Speaking at a One-Year To Go Festival event at Tokyo’s Meiji Kinenkan, World Rugby chairman Bill Beaumont said that “history will be made” when Japan faces Russia in the tournament opener at Tokyo Stadium on Sept. 20, 2019, as it will be “the first time the World Cup will be played” outside of the traditional major rugby countries.
Beaumont added that the 2019 World Cup in Japan would be a “catalyst” and “innovative” tournament that would be expected to “inspire new audiences and participants across Asia and beyond joining the rugby family.”
World Rugby, the sport’s global governing body, has launched an “Asia One Million” project with an objective to increase the participating players for the game to that figure by 2020. Beaumont said that the organization has already been “80 percent on our way to achieve” that goal.
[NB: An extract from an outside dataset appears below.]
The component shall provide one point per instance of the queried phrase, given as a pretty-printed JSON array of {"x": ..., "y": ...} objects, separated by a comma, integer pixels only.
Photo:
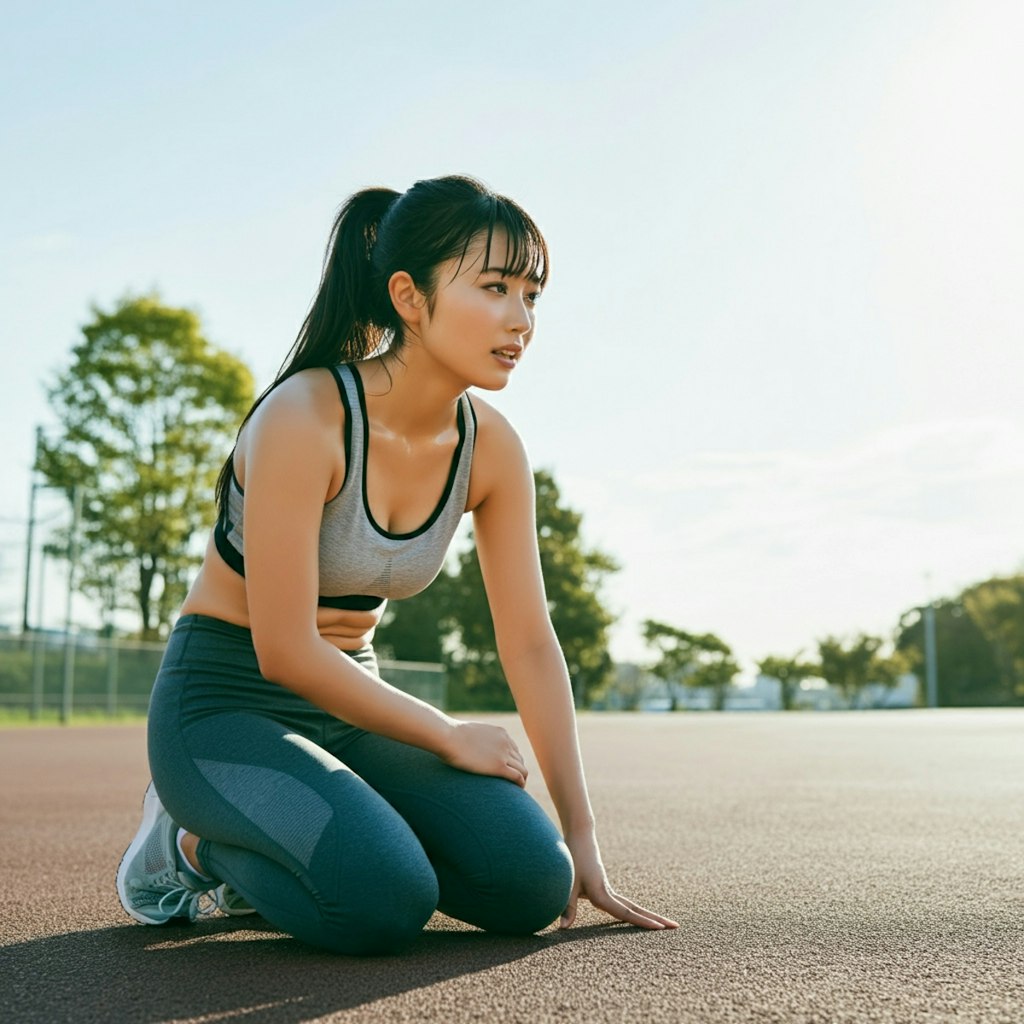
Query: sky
[{"x": 778, "y": 366}]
“In fact, we have (had) 200,000 new players in Japan alone,” Beaumont said. “Our ambition to break the one million mark will be fulfilled well before the (World Cup) starts. It would be an incredible achievement.”
Jamie Joseph, the Japan national team head coach, said: “I’m very excited about the World Cup. It will be a great opportunity for our country to host the World Cup. It will be a great opportunity to showcase the culture and the county and we are unbelievably excited.”
Joseph’s Brave Blossoms, who will face Russia, Ireland, Scotland and Samoa in Pool A, have set a goal of reaching the tournament quarterfinals.
Fujio Mitarai, the chairman of the 2019 Rugby World Cup organizing committee, said that the committee has held events to promote the World Cup on the dates to mark 1,000 days, two years and 500 days until the tourney, yet the one-year mark is “the most important” because it would start the final countdown in earnest.
“Thanks to all these promotional activities, we have had more application for tickets than we possibly imagined,” said Mitarai, chairman and CEO of Canon, Inc., while also serving as an honorable chairman of Keidanren (the Japan Business Federation).
The initial priority ballot ticket sales began in January and the general ticket sales ballot application period started on Wednesday. The latter will continue until Nov. 12.
There has reportedly been unprecedented demand for the tickets so far.
Mitarai said that there has also been a “great amount” of donations from individuals and companies.
“So there will be big economic impact and the expectations for the World Cup in Japan will be even higher,” Mitarai said.
While noting that tournament will be staged in Asia for the first time, Mitarai insisted that there will be a wave of people arriving here for the extravaganza next autumn. He added that the organizing committee would have to make sure it will be as prepared as it can be.
To celebrate the one-year mark until the historic World Cup, all 12 host cities across the nation — from Sapporo to Kumamoto — are hosting events like Thursday’s in Tokyo.
Daisuke Ohata, a former Japan national team star wing and World Rugby Hall of Famer, said that like in many other sports, the World Cup is the premier stage for rugby and hosting it in Japan is “extremely meaningful.”
“We have a very good chance to make our sport a truly global sport,” he added.
Meanwhile, World Rugby has issued an unprecedented request for participating teams at the World Cup, asking them to cover up tattoos at public facilities such as hotels, pools and gyms. Tattoos are closely associated with organized crime in the country, although acceptance has risen in recent years due to an influx of foreign travelers with ink.
World Cup CEO Brett Gosper said that the organization understands “the cultural sensitivity.” He insisted that the players are “respectful” about the decision, suggesting it would not be much of an issue.